Teams von Ärzte ohne Grenzen im Nasser-Spital behandeln Patient:innen mit schweren Verletzungen. Einige befinden sich weiterhin in kritischem Zustand und werden operiert. Da die Blutbanken nahezu leer sind, mussten medizinische Mitarbeitende Blut spenden

«Die Gänge in den Spitälern waren voller Patient:innen. Anders als bei früheren Einsätzen, bei denen viele Frauen und Kinder betroffen waren, handelte es sich heute überwiegend um Männer. Sie lagen in den Gängen, weil die Zimmer bereits mit Verletzten überfüllt waren. Sie hatten Schusswunden an Armen und Beinen, ihre Kleidung war blutdurchtränkt», berichtet Nour Alsaqa, Kommunikationsbeauftragte von Ärzte ohne Grenzen. «Sie waren völlig verzweifelt – sie wollten nur Essen für ihre Kinder holen und kamen verletzt und mit leeren Händen zurück. Draussen hörte man Schreie, Sirenen, wir waren mit einem ununterbrochenen Strom neuer Notfallpatient:innen konfrontiert. Mitten im Chaos erhielten wir die Bestätigung, dass der Bruder eines Kollegen beim Versuch, Hilfe am Verteilungszentrum zu bekommen, getötet wurde», ergänzt sie. 

Die Leute stritten sich um fünf Paletten.
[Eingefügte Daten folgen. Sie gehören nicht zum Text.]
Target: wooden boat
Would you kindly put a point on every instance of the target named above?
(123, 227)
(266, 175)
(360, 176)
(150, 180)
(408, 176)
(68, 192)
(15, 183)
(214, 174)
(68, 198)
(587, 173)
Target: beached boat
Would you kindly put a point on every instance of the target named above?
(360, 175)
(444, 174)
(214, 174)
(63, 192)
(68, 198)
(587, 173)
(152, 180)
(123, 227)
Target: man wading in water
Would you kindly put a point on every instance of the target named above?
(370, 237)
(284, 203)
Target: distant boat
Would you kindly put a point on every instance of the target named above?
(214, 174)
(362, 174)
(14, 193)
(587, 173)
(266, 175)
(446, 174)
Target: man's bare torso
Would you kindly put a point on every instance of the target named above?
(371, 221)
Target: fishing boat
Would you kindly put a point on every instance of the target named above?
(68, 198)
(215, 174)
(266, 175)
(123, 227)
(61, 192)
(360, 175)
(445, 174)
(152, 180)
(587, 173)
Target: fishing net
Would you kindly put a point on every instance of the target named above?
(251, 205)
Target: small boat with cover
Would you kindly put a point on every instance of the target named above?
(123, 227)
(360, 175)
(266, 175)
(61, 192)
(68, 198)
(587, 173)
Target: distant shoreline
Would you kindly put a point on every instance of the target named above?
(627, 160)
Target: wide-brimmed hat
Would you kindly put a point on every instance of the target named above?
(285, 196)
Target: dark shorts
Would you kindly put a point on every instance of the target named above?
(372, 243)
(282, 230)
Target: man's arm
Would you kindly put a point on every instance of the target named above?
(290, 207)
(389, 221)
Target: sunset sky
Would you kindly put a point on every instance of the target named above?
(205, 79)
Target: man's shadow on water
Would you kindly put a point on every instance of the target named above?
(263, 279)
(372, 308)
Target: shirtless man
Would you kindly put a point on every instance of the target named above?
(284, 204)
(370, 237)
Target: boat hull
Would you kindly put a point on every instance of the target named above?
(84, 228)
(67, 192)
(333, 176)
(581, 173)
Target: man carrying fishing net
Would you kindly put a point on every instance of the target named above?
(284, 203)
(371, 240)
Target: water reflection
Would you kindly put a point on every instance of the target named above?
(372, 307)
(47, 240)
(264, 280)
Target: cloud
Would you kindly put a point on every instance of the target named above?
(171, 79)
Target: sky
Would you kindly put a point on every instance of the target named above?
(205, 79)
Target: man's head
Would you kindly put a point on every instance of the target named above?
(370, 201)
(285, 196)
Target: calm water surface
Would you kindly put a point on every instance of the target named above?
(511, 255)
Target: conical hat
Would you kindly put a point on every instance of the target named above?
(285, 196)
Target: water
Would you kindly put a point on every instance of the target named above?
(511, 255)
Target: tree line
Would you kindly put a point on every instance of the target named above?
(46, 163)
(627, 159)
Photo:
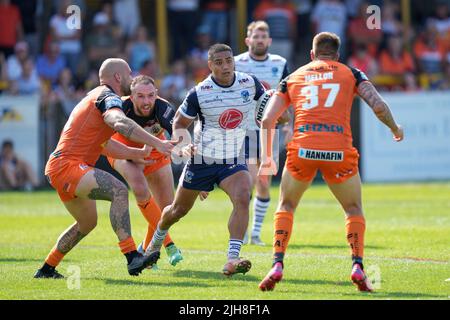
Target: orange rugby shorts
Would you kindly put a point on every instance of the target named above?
(336, 166)
(66, 178)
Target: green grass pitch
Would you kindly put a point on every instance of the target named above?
(407, 250)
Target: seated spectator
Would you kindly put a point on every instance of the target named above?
(28, 82)
(140, 49)
(215, 16)
(362, 60)
(396, 66)
(281, 16)
(69, 39)
(101, 43)
(430, 53)
(65, 92)
(11, 30)
(175, 85)
(15, 61)
(198, 56)
(358, 32)
(50, 64)
(15, 173)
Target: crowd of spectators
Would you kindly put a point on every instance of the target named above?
(40, 54)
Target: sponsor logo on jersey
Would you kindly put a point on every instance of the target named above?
(321, 127)
(230, 119)
(274, 71)
(245, 96)
(188, 175)
(321, 155)
(206, 88)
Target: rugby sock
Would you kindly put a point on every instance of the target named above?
(260, 207)
(152, 213)
(127, 245)
(283, 229)
(158, 238)
(234, 248)
(54, 257)
(355, 227)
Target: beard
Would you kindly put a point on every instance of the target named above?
(126, 88)
(260, 51)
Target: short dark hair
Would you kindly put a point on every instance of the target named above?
(216, 48)
(326, 43)
(7, 143)
(146, 80)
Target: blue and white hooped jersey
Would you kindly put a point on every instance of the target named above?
(223, 113)
(269, 72)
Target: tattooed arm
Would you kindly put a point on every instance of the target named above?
(118, 121)
(118, 150)
(370, 95)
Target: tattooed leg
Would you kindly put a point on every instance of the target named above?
(111, 189)
(69, 238)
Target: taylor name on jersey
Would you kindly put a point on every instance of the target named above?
(223, 113)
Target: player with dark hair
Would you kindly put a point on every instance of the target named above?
(322, 94)
(70, 169)
(222, 102)
(155, 115)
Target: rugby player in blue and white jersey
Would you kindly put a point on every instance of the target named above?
(270, 69)
(222, 103)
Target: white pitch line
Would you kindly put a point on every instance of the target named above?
(409, 260)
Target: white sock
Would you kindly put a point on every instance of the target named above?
(234, 248)
(260, 207)
(157, 240)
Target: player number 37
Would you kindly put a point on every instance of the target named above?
(312, 93)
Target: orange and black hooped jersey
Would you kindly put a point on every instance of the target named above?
(85, 132)
(160, 118)
(322, 94)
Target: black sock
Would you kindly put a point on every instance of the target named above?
(46, 268)
(170, 244)
(131, 255)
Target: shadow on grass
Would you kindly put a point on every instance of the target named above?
(14, 260)
(320, 246)
(197, 274)
(399, 295)
(152, 283)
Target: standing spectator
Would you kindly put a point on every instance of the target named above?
(11, 29)
(69, 39)
(15, 173)
(174, 86)
(127, 15)
(198, 56)
(140, 49)
(215, 16)
(182, 25)
(28, 82)
(50, 64)
(16, 60)
(430, 53)
(331, 16)
(281, 17)
(358, 32)
(101, 43)
(397, 65)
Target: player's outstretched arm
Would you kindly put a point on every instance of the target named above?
(118, 150)
(369, 93)
(275, 109)
(118, 121)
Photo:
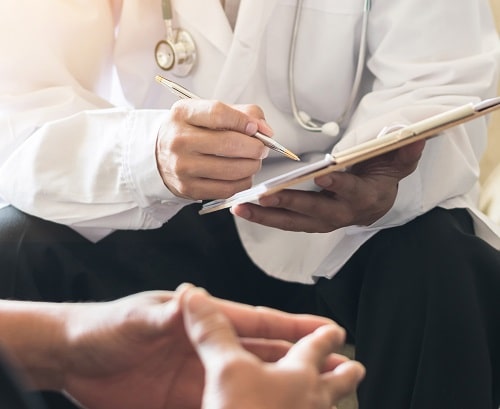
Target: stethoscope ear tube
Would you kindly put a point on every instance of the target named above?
(331, 128)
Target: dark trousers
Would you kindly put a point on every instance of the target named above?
(421, 302)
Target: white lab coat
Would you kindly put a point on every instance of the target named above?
(73, 150)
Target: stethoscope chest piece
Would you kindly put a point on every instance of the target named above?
(177, 53)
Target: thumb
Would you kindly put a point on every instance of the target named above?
(210, 332)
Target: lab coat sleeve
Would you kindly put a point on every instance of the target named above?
(66, 153)
(419, 69)
(94, 168)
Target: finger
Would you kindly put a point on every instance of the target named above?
(316, 347)
(221, 167)
(310, 212)
(262, 322)
(267, 350)
(228, 144)
(344, 379)
(214, 115)
(211, 334)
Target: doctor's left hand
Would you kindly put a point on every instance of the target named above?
(359, 196)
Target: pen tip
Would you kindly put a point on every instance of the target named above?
(292, 155)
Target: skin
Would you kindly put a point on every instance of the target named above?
(308, 377)
(359, 196)
(143, 350)
(193, 166)
(203, 149)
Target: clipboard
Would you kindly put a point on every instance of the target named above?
(424, 129)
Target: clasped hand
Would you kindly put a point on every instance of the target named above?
(188, 350)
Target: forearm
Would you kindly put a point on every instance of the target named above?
(33, 335)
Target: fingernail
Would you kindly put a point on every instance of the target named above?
(267, 129)
(269, 201)
(251, 128)
(242, 212)
(324, 181)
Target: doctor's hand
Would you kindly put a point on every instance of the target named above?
(204, 149)
(359, 196)
(310, 376)
(135, 353)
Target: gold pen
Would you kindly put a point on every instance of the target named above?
(182, 92)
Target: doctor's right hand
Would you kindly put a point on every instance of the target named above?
(204, 149)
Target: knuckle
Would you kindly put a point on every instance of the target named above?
(217, 112)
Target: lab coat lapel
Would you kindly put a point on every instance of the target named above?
(242, 56)
(208, 17)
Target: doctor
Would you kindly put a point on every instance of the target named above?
(102, 181)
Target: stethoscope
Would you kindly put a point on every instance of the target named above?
(177, 54)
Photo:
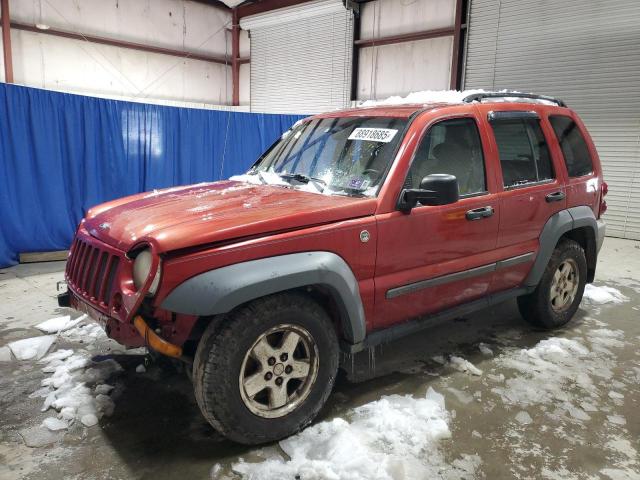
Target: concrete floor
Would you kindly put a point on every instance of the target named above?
(586, 427)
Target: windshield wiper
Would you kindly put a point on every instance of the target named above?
(299, 177)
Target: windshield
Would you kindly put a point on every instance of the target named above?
(333, 156)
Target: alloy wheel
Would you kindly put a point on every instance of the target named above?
(564, 285)
(278, 371)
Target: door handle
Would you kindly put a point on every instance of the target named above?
(479, 213)
(555, 197)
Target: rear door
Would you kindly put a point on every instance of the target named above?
(435, 257)
(532, 184)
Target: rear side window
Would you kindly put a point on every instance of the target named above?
(574, 147)
(524, 154)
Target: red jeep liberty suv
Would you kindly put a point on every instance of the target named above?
(356, 227)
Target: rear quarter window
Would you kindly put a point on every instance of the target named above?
(524, 155)
(573, 145)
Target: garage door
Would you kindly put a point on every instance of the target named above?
(585, 52)
(301, 58)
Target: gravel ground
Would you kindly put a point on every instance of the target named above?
(485, 396)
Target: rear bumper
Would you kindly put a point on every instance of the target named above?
(602, 228)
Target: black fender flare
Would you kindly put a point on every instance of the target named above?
(221, 290)
(559, 224)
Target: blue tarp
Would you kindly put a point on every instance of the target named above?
(60, 154)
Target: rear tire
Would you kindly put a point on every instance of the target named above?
(265, 371)
(559, 292)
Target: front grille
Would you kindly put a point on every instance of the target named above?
(91, 271)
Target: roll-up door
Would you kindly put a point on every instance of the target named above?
(585, 52)
(301, 58)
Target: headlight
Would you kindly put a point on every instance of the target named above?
(141, 269)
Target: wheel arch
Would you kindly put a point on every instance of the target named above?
(324, 275)
(577, 223)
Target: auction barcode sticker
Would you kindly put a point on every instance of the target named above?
(384, 135)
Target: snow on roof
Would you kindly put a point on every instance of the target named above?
(445, 96)
(425, 96)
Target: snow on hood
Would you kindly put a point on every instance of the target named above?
(205, 213)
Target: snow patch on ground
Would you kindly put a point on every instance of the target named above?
(545, 372)
(54, 424)
(395, 437)
(599, 295)
(75, 385)
(59, 324)
(32, 348)
(69, 387)
(463, 365)
(5, 354)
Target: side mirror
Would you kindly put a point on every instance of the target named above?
(435, 189)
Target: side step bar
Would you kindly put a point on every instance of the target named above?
(387, 335)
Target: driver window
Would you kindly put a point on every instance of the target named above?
(453, 147)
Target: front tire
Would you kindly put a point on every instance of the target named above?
(559, 292)
(265, 371)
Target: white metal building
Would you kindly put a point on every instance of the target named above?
(585, 52)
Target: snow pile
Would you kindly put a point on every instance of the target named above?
(600, 295)
(75, 386)
(69, 388)
(88, 333)
(5, 354)
(56, 325)
(32, 348)
(391, 438)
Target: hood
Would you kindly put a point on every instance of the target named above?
(183, 217)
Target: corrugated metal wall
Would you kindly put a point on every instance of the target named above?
(301, 58)
(586, 52)
(423, 64)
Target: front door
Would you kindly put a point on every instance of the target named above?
(438, 256)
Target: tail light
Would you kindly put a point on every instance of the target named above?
(603, 203)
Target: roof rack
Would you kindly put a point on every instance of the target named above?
(478, 97)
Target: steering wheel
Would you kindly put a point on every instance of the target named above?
(372, 173)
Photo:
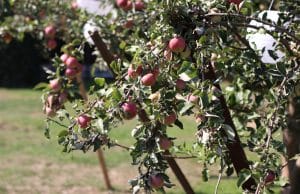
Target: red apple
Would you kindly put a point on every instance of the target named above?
(180, 84)
(121, 3)
(148, 79)
(139, 5)
(128, 24)
(165, 143)
(155, 72)
(128, 6)
(63, 97)
(186, 53)
(50, 112)
(64, 57)
(192, 98)
(7, 38)
(50, 31)
(134, 73)
(177, 44)
(130, 110)
(168, 54)
(71, 73)
(51, 44)
(170, 119)
(74, 5)
(156, 181)
(72, 62)
(83, 121)
(270, 177)
(237, 2)
(55, 85)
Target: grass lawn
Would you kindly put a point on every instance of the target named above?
(30, 163)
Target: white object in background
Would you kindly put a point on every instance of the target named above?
(263, 42)
(97, 7)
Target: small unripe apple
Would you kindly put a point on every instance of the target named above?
(237, 2)
(121, 3)
(139, 5)
(186, 53)
(170, 119)
(62, 98)
(83, 121)
(72, 62)
(71, 73)
(165, 143)
(55, 85)
(128, 24)
(177, 44)
(134, 73)
(148, 79)
(192, 98)
(50, 112)
(270, 177)
(50, 31)
(156, 181)
(180, 84)
(51, 44)
(129, 109)
(64, 57)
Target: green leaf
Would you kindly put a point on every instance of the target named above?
(99, 81)
(243, 176)
(41, 86)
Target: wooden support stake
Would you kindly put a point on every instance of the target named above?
(236, 151)
(108, 58)
(83, 93)
(179, 174)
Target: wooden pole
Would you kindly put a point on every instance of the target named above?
(108, 58)
(102, 164)
(236, 151)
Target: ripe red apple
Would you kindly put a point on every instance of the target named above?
(237, 2)
(139, 5)
(71, 73)
(192, 98)
(50, 112)
(165, 143)
(7, 38)
(64, 57)
(51, 44)
(128, 6)
(83, 121)
(177, 44)
(170, 119)
(72, 62)
(55, 85)
(134, 73)
(180, 84)
(130, 110)
(63, 97)
(50, 31)
(156, 181)
(270, 177)
(148, 79)
(121, 3)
Man sagte uns, wir sollen Lebensmittel holen – und dann wurde aus allen Richtungen geschossen. Ich rannte 200 Meter, bevor ich merkte, dass ich angeschossen worden war. Das ist keine Hilfe. Das ist eine Lüge. Sollen wir Essen für unsere Kinder holen – und dafür sterben?

Mansour Sami Abdi, Vater von vier Kindern

Es ist bereits das zweite Mal, dass dieses neue Verteilungssystem zu Blutvergiessen führt. Bereits am 27. Mai 2025, dem ersten Nachmittag der Ausgabe in Rafah, schossen israelische Streitkräfte auf Dutzende Menschen, während völlig unzureichende Mengen an überlebenswichtigen Gütern unter chaotischen Bedingungen verteilt wurden. 

Ich wurde um 3:10 Uhr angeschossen. Wir waren eingekesselt, und ich blutete über Stunden. Viele Männer waren bei mir. Einer versuchte, mich herauszuholen. Er wurde in den Kopf geschossen und starb auf meiner Brust. Wir waren nur wegen Essen dort – nur um zu überleben, wie alle anderen auch.

Mohammad Daghmeh, 24, ein Vertriebene aus Al-Qarara, Khan Younis

Aufgrund der vollständigen Blockade durch die israelischen Behörden seit dem 2. März ist mittlerweile laut den Vereinten Nationen die gesamte Bevölkerung in Gaza von Mangelernährung bedroht. Seit dem 19. Mai kamen nur einige Hundert Lastwagen mit Lebensmitteln in den Gazastreifen – ein völlig unzureichender Bruchteil dessen, was nötig wäre. Die über zwei Millionen Menschen, die seit drei Monaten weitgehend von Lebensmitteln, Wasser und Medikamenten abgeschnitten sind, geraten zunehmend in Verzweiflung. Das vollständige oder teilweise Blockieren humanitärer Hilfe hat die Lage aller Menschen in Gaza weiter verschärft. 

Ärzte ohne Grenzen betont, dass die Instrumentalisierung humanitärer Hilfe – mit Evakuierungsbefehlen und Bombardements, die Zivilist:innen töten – möglicherweise Verbrechen gegen die Menschlichkeit darstellen. Nur ein dauerhafter Waffenstillstand und die sofortige Öffnung der Grenzübergänge für humanitäre Hilfe – einschliesslich Lebensmitteln, medizinischer Versorgung, Treibstoff und Ausrüstung – können diese menschengemachte Katastrophe lindern.